Here’s some hot news: As you may have already absorbed, the new Indígena by Owamni space inside the Guthrie is massively bigger than the old space, with 200 seats inside, 100 patio seats outside. The Guthrie space also has a lot of cooking capacities and bells and whistles that never fit inside the original Owamni kitchen.
This size will allow Indígena by Owamni to serve a lot of big, big pieces of meat—think elk, venison, bison, and other traditional game meats ranched or farmed by Indigenous producers around Canada, the United States, and Mexico. (Of course, you can only serve farmed and ranched meats in restaurants; meat from hunting is a whole different story, and it’s not a restaurant story.)

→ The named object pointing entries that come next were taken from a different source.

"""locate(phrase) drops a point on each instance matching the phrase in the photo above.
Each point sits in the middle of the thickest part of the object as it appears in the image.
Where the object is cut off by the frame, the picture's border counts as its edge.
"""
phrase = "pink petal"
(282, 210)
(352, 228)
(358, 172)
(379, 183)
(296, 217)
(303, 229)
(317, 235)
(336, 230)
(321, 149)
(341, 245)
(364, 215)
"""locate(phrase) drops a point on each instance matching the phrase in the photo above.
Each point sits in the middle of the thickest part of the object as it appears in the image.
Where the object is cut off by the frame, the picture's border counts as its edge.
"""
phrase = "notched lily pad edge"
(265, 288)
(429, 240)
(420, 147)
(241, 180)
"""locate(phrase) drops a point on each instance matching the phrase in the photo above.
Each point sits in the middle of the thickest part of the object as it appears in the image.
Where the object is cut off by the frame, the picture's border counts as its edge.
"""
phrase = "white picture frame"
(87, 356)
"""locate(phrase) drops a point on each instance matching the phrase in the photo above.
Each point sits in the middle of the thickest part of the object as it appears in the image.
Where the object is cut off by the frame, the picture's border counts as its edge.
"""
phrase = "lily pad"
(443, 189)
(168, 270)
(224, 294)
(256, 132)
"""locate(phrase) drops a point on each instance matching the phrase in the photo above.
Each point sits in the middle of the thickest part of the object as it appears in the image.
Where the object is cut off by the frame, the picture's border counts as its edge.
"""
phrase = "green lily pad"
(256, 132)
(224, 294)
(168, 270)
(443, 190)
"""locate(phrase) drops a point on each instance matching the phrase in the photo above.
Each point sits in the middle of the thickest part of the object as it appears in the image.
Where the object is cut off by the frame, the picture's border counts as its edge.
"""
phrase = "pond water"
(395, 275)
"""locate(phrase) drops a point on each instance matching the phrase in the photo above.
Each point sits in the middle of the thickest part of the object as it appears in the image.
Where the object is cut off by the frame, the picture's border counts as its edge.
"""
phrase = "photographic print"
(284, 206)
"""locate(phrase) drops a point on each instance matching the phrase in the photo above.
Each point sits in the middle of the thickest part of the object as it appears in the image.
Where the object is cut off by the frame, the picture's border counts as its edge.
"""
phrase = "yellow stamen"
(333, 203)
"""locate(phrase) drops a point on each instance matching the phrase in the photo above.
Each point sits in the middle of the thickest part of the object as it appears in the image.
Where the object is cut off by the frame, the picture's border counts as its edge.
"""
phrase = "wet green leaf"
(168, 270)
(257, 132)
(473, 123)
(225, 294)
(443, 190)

Ask yourself: Do you love going out with the fellas to Manny’s for a big, big steak to share? There may be a very interesting new destination in your future. Sherman tells me he’s going to pull in a huge table for private events, if you want a full Flintstones bison rib roast crown roast for your holiday feast this year, it may be possible. Me, I put in a request for pheasant and grouse on the menu. I would love to be able to show off Minnesota pheasant more reliably; I’ve always said it’s one of the world’s greatest treats.
But those are not the only treats on our near horizon. The Guthrie’s first restaurant in that space, Cue, was built with a huge custom oyster bar as a centerpiece. Indígena by Owamni will be using that setup, but filling it with different shellfish and fish raised by Indigenous producers from all over North America. Think oysters from three coasts, crab, whelks, periwinkles—wherever Native folk are raising or fishing seafood, you will find those at Indígena by Owamni.

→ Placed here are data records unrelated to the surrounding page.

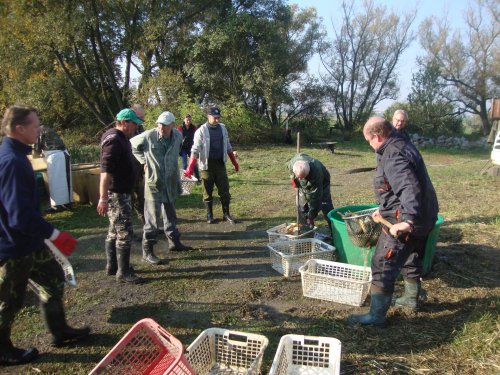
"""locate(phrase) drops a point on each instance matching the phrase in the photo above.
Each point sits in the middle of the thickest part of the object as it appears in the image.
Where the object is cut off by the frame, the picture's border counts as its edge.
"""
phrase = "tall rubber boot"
(125, 273)
(412, 295)
(226, 215)
(380, 303)
(210, 213)
(175, 244)
(148, 256)
(12, 356)
(55, 320)
(111, 263)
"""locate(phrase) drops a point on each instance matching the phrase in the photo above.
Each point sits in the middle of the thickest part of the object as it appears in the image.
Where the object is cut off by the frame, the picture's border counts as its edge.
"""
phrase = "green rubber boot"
(412, 295)
(380, 303)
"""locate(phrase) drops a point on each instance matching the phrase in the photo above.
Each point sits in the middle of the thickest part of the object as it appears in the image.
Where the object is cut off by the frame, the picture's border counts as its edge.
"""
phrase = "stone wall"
(444, 141)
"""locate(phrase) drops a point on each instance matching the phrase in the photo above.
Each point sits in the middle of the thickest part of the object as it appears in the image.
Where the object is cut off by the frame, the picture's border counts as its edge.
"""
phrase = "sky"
(329, 10)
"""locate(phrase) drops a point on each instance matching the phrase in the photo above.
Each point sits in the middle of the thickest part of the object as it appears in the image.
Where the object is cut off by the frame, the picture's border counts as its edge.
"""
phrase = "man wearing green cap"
(115, 189)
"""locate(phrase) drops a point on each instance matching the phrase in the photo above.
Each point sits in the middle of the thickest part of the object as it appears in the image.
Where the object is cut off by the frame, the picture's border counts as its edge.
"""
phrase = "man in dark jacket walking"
(408, 201)
(23, 252)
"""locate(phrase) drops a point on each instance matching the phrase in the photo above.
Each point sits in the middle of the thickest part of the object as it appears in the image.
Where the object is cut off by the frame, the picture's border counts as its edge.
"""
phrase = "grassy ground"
(227, 281)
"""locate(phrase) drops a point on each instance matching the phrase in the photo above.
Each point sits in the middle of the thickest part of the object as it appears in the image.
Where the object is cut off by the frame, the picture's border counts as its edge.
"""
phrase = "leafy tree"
(255, 55)
(360, 62)
(468, 61)
(428, 109)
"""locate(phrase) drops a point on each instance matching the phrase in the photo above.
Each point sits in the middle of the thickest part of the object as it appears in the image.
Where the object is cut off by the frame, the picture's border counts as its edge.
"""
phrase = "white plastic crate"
(288, 256)
(279, 233)
(307, 355)
(187, 183)
(221, 351)
(336, 282)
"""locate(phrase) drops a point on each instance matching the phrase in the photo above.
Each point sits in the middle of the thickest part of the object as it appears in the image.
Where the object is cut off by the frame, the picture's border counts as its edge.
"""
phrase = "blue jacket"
(22, 228)
(402, 185)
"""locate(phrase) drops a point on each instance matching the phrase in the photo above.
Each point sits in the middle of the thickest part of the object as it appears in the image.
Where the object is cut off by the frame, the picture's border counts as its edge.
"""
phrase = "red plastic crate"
(147, 348)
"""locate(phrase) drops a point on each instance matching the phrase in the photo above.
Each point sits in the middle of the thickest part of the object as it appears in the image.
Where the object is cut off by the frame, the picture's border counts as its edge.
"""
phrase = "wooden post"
(297, 193)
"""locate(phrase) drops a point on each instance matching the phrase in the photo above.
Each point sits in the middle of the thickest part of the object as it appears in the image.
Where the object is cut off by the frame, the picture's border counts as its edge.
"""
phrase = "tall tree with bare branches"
(362, 58)
(469, 60)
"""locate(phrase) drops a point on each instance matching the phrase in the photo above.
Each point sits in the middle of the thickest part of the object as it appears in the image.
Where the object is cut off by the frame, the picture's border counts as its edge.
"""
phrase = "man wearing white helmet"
(158, 150)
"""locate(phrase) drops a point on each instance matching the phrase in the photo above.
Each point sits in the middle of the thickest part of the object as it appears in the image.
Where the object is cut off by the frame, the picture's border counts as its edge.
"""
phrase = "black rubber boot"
(55, 320)
(412, 295)
(111, 263)
(174, 243)
(148, 256)
(210, 213)
(10, 355)
(226, 215)
(380, 303)
(125, 273)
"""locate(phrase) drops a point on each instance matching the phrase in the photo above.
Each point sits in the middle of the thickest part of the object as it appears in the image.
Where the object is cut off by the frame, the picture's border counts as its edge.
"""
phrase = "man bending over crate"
(407, 201)
(158, 150)
(312, 179)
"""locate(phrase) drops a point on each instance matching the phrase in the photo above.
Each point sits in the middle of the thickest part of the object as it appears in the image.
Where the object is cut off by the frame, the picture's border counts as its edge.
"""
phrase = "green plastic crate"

More news: Indígena by Owamni is going to open with a series of chefs de cuisine running the spot, so Sherman can continue to juggle what he juggles. The first will be Joseph Shawana, who has been working with Owamni and Sherman for a while. Having a CDC is standard restaurant industry practice, but it’s also a bid for growth, Sherman told me. Ideally the large staff and unique culinary training at Indígena by Owamni will raise a new generation of chefs ready to run their own Indígenas elsewhere—could there be an Indígena in Bozeman, or at a tribal casino, or in Mexico City, with chefs who came up through Indígena by Owamni at the Guthrie? Could be!

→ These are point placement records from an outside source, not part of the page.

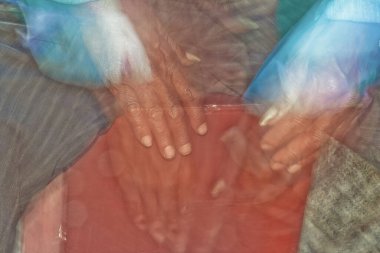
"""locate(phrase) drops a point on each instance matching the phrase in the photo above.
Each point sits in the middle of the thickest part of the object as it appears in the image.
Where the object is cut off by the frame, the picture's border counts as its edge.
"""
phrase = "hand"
(295, 140)
(160, 108)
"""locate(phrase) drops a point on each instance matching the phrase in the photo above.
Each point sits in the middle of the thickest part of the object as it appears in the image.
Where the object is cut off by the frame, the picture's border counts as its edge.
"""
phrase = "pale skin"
(161, 109)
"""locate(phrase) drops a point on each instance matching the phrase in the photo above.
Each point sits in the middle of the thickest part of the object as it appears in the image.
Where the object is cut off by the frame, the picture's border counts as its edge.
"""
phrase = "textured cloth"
(44, 127)
(342, 213)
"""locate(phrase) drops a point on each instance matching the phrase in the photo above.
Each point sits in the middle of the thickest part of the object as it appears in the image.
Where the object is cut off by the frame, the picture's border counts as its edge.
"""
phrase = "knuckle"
(156, 113)
(133, 108)
(176, 112)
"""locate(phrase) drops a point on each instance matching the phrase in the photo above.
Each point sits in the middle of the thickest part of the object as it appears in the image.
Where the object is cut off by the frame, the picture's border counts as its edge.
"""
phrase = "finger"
(237, 146)
(298, 149)
(283, 131)
(148, 189)
(175, 117)
(185, 58)
(192, 103)
(154, 113)
(126, 180)
(134, 113)
(168, 199)
(295, 168)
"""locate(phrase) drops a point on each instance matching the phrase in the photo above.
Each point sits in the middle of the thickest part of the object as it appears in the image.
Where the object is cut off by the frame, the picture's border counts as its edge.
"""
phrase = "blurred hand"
(294, 140)
(161, 109)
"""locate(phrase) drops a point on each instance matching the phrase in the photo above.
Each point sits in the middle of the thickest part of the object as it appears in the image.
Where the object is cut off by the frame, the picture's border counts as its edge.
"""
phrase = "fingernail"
(169, 152)
(146, 141)
(266, 147)
(294, 168)
(268, 116)
(218, 188)
(185, 149)
(202, 129)
(157, 232)
(278, 166)
(192, 57)
(140, 222)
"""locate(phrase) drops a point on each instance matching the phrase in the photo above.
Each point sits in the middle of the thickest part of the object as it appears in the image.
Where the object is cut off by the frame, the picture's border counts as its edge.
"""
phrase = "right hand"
(160, 108)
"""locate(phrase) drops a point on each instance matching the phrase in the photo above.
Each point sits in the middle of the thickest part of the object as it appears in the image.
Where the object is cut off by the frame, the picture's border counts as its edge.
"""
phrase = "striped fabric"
(44, 127)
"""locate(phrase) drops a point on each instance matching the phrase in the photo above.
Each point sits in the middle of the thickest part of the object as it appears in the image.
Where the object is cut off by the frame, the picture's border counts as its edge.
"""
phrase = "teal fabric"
(55, 39)
(322, 60)
(289, 12)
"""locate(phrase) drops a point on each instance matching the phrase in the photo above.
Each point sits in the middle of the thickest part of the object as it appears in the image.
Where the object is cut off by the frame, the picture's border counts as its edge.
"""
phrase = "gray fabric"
(343, 209)
(44, 127)
(232, 39)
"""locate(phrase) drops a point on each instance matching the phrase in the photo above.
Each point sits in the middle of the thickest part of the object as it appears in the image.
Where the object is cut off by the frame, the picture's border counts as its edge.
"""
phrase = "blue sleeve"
(331, 54)
(55, 40)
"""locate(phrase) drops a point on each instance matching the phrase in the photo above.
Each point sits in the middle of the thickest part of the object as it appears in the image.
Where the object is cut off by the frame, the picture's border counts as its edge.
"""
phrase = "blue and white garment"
(84, 42)
(327, 61)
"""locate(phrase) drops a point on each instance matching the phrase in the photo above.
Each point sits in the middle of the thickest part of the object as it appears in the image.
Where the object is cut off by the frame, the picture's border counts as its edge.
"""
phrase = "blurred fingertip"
(266, 147)
(157, 232)
(278, 166)
(169, 152)
(191, 57)
(202, 129)
(218, 188)
(185, 149)
(268, 116)
(294, 168)
(140, 222)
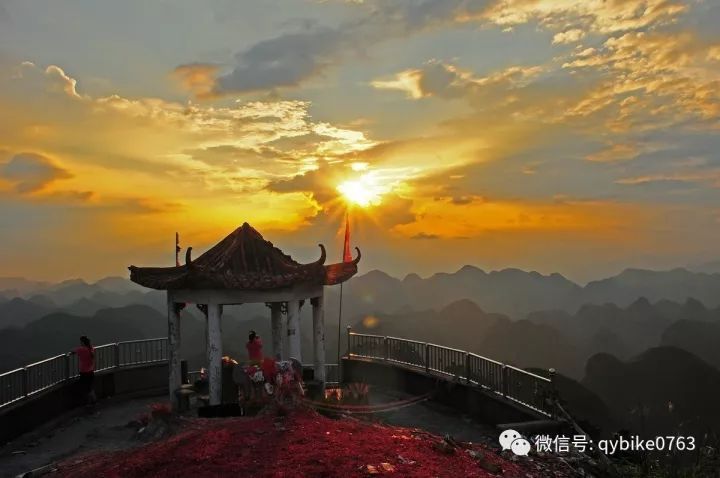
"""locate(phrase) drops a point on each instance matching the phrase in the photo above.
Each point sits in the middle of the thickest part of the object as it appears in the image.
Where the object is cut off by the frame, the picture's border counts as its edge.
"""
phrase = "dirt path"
(76, 432)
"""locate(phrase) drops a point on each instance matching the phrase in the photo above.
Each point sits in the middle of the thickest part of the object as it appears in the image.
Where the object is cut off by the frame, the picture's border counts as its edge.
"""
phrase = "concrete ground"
(77, 432)
(105, 428)
(433, 417)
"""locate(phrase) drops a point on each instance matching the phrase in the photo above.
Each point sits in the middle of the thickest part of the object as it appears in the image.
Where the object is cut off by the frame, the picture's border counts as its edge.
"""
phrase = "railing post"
(427, 358)
(504, 380)
(349, 330)
(25, 382)
(467, 368)
(553, 394)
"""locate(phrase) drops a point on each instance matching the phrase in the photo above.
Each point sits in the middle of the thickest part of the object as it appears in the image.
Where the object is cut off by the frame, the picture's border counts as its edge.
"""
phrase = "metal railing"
(24, 382)
(520, 386)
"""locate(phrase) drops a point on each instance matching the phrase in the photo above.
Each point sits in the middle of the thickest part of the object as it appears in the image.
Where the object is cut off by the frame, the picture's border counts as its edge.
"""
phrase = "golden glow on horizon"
(364, 191)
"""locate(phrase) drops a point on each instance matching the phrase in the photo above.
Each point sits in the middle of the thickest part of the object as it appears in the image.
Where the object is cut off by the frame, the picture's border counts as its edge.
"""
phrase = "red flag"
(347, 257)
(177, 249)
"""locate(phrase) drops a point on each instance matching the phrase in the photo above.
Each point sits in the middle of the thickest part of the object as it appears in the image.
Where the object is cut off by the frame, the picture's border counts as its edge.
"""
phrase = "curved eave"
(173, 278)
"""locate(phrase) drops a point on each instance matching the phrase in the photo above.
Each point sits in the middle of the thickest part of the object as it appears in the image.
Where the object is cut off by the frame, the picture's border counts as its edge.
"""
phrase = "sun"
(364, 191)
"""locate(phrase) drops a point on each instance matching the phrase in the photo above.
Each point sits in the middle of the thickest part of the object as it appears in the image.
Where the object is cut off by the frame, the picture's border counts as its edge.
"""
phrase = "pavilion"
(245, 268)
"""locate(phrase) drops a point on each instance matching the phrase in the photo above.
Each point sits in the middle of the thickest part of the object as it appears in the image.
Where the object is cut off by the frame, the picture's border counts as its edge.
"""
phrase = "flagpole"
(339, 337)
(345, 253)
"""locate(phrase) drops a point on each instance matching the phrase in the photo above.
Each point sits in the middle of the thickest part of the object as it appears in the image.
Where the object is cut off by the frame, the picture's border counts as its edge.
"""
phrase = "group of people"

At which point we put a big Book III and go on into our glorious future.
I know you’re asking: When? Early May, if we’re lucky, but you know what restaurant construction is.
When I walked through I saw cement floors ready for a laminate to go over the top, and staff tasting Indigenous and BIPOC wines. I saw a rendering of paint colors, replacing those under-the-sea colors that have been there most recently with darker reds, browns, and golden corn shades. I saw a rendering transforming the grid over the current bar into something that looks like Indigenous beadwork. I heard plans for a special menu targeted at Guthrie theater-goers of foods that are quick to serve when you’re rushing to hit curtain time. I met the bartender who was developing the bar program, with no citrus and no cane sugar.
Are you ready for some agave spirit drinks made with a sour element that comes from sumac? They’re coming to this big new bid for international leadership in Indigenous foods on the Mississippi riverfront, very soon.
Exciting times, Minnesota! Indígena by Owamni. Practice saying it a few times in your head, because if the past is any indication of the future, you’re going to bring every out-of-towner you know there every three months for the rest of the year, and into our glorious future.